Le conflit entre les deux puissances du sous-continent issues de l’indépendance en 1947, s’il est limité géographiquement à une région qui compte une vingtaine de millions d’habitants alors que l’Inde en pèse 1,3 milliards et le Pakistan, 200 millions, revêt une ampleur considérable pour deux raisons : d’abord, il s’agit de deux Etats possédant l’arme nucléaire. Ensuite, il s’agit une fois encore d’une friction à la limite du territoire de l’Islam, qui souligne la dimension historique du problème. L’Inde est un pays à la richesse culturelle inégalable, inventeur de quatre religions, l’hindouisme, le bouddhisme, le jaïnisme et enfin celle des Sikhs. Les chrétiens y sont implantés depuis l’aube du christianisme, avec les églises syriaques malabare et malenkare. Les Zoroastriens perses s’y sont réfugiés lors de l’invasion arabo-musulmane. Enfin, comme partout, l’islam a conquis une grande partie du pays par la guerre, et a laissé la trace de massacres et d’une domination écrasante.
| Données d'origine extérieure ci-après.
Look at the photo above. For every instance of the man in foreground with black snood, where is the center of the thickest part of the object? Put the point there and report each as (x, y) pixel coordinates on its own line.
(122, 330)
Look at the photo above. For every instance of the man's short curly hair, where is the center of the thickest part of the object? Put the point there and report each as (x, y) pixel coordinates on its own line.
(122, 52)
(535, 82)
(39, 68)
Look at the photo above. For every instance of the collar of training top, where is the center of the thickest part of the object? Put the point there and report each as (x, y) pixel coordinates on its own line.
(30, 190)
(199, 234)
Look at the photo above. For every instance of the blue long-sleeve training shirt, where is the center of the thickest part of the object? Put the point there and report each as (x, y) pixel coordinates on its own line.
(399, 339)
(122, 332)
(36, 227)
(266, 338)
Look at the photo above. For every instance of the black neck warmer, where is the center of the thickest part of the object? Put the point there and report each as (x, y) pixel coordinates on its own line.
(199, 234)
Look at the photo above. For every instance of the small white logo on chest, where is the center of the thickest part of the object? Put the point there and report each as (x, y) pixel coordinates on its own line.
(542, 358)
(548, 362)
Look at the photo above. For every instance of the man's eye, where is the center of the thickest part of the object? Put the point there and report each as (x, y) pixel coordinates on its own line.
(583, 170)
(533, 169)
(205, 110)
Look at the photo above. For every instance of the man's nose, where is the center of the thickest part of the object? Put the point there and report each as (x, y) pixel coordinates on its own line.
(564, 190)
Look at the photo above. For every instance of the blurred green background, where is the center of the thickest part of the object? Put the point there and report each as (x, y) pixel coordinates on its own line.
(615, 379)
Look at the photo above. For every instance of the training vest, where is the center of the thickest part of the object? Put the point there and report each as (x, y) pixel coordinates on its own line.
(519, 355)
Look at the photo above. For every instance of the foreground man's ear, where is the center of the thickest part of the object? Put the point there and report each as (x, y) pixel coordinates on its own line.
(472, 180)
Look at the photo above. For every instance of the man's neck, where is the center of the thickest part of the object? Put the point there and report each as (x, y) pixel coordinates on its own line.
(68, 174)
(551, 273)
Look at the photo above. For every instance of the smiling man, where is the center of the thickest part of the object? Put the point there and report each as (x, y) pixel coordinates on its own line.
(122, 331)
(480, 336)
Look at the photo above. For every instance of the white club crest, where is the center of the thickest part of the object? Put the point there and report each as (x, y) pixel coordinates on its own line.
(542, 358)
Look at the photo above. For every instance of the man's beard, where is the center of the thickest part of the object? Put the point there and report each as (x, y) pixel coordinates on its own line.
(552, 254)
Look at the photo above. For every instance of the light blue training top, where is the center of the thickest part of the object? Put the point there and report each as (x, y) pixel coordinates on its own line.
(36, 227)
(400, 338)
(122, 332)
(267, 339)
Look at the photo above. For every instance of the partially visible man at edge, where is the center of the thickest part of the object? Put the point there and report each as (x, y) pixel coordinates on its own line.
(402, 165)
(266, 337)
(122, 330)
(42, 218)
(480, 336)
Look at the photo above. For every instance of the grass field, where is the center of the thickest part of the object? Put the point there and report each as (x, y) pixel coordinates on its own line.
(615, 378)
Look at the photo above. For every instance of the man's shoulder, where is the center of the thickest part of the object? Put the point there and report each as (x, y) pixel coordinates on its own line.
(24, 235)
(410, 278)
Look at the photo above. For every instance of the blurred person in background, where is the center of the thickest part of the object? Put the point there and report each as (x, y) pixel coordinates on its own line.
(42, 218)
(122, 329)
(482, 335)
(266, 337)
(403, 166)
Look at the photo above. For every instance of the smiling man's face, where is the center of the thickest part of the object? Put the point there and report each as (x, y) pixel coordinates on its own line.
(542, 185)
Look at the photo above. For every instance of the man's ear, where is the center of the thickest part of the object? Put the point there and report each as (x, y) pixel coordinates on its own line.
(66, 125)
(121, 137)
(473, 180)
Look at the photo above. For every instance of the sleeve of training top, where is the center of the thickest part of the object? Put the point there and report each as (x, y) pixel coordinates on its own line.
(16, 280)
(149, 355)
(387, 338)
Du VIIIe au XVIIIe siècles, les musulmans, arabes, turcs, mongols et afghans n’ont cessé d’envahir et de pressurer l’Inde, soit par des raids meurtriers et destructeurs dans un pays regorgeant de richesses, soit par l’établissement d’Etats, comme le sultanat de Delhi ou l’Empire Moghol. L’effacement du bouddhisme et de ses monuments, les luttes incessantes contre les hindouistes et les sikhs, à chaque fois accompagnées de massacres, de pillages et de destructions d’édifices sacrés, ont laissé des traces dans la mémoire collective, avec les souvenirs de Mahmoud le Ghaznévide, de Tamerlan ou d’Aurangzeb. Parfois ces Etats ont mieux traité les Hindous et les ont même associés à l’administration. Rares ont été les conversions non forcées, comme au Cachemire ou au Bengale. L’islam est demeuré minoritaire à l’exception de la vallée de l’Indus et d’une partie du Pendjab et du Bengale. Les pratiques rituelles sont opposées à l’extrême : les musulmans fêtent l’Aïd-el-kebir en égorgeant un mouton sans l’étourdir préalablement, les hindouistes sont végétariens.
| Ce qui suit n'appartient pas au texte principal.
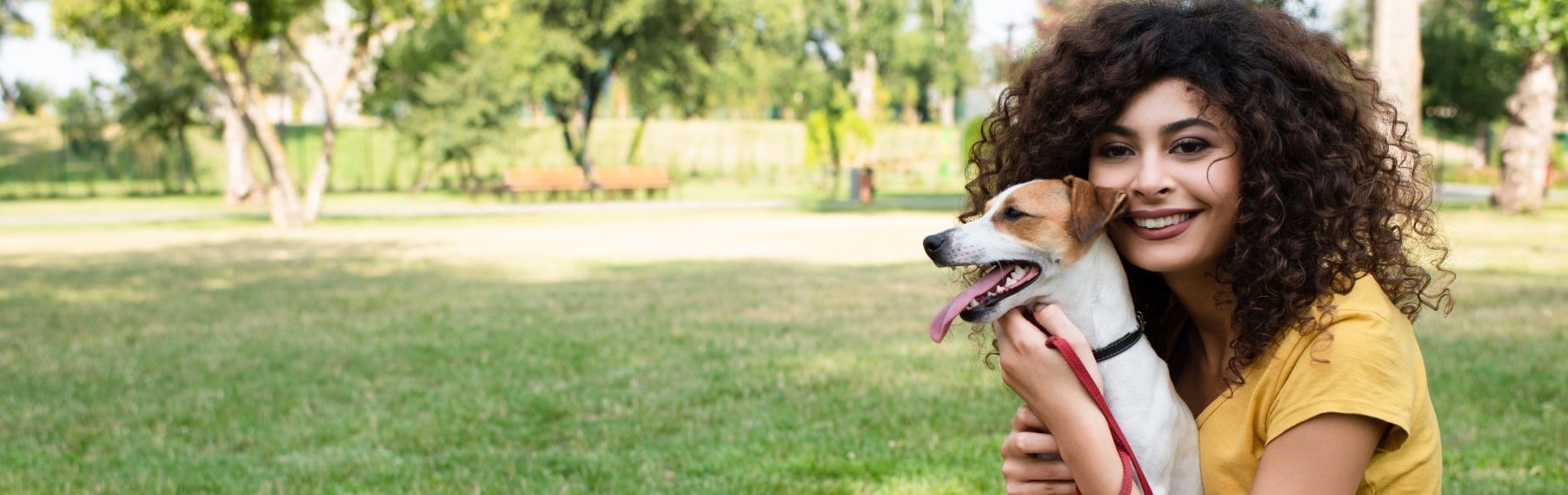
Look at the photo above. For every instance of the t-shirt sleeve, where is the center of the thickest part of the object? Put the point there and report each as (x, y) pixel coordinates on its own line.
(1355, 368)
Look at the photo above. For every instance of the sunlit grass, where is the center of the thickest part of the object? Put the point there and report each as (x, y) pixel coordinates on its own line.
(608, 352)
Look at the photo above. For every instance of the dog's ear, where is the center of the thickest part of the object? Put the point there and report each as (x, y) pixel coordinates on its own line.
(1093, 206)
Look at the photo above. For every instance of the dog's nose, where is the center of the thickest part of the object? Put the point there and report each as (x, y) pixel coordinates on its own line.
(933, 243)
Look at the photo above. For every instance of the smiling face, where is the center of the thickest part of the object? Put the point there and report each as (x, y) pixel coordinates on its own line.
(1181, 170)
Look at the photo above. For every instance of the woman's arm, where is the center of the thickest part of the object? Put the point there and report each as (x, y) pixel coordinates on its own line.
(1041, 378)
(1031, 461)
(1324, 454)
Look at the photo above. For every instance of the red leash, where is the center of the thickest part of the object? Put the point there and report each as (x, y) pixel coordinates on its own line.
(1129, 462)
L’histoire plus récente a accru l’opposition entre les deux pays issus de la partition de 1947. Cette dernière a été soutenue par les Occidentaux. Face à l’Inde non-alignée, un Etat musulman profondément anticommuniste était un allié indispensable sur la route du Golfe et du pétrole. Les Occidentaux, au Pakistan comme en Indonésie, ont joué l’islam contre le communisme. Ce calcul était juste puisque l’effondrement de l’URSS a été précipité par l’échec soviétique en Afghanistan, provoqué par la résistance musulmane financée par l’Arabie saoudite, armée par les Etats-Unis et aidée par le Pakistan. Par la suite, on s’est aperçu un peu tard que l’on avait joué les apprentis-sorciers et réveillé le monstre, l’islamisme, un monstre qui suscite à tort ou à raison des craintes et de l’hostilité chez tous ses voisins : des Balkans aux Philippines en passant par l’Afrique centrale, le Caucase, la Birmanie et la Chine. Pour les nationalistes hindous, qui souhaitent reconstruire à Ayodhya un temple voué au dieu Rama rasé par les musulmans au XVIe siècle, sur les ruines d’une mosquée qu’ils ont incendiée en 1992, l’heure de la revanche a sonné.
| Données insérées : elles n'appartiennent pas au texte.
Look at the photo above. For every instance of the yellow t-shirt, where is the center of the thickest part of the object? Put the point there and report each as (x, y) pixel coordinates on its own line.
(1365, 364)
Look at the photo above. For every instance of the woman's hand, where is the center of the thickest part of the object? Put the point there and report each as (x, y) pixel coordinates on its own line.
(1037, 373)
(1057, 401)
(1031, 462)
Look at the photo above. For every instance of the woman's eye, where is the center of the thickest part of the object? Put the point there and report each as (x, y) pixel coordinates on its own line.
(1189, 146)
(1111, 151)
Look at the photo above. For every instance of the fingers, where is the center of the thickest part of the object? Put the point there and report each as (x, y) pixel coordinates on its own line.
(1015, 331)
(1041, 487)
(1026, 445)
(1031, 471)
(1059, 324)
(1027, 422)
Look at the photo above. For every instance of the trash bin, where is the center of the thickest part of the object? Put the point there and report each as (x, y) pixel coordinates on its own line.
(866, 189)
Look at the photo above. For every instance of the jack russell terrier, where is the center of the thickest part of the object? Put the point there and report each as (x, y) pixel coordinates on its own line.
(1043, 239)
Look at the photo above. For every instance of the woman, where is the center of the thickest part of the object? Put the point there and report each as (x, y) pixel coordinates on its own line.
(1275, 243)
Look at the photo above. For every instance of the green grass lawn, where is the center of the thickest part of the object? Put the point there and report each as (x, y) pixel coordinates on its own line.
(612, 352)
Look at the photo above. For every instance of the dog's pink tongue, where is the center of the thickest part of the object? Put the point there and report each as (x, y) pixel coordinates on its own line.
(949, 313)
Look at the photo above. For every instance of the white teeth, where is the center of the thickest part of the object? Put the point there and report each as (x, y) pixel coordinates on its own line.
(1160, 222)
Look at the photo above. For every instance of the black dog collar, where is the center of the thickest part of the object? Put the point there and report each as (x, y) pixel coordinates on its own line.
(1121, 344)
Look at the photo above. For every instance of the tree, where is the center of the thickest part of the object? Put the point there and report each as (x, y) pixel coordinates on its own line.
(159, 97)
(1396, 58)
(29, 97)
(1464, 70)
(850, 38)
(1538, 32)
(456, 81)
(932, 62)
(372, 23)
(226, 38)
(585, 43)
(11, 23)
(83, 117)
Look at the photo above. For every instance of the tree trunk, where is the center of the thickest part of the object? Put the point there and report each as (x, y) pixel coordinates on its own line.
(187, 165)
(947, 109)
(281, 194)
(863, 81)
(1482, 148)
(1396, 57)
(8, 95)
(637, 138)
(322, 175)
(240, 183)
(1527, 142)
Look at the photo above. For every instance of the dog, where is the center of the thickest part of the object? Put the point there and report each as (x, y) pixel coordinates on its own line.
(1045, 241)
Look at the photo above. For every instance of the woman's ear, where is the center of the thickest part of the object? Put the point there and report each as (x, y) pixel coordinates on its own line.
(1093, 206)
L’islam et l’Inde n’ont plus du tout aujourd’hui le même rôle stratégique que lors de la guerre froide. La longue alliance objective entre les démocraties occidentales et l’islam sunnite des monarchies pétrolières a favorisé et favorise encore l’expansion d’une religion mortelle pour la paix du monde et pour notre civilisation. Tout ce qui peut faire rentrer le génie dans sa bouteille devrait être privilégié. Les nationalismes sont les meilleures armes contre lui, en Syrie comme en Inde.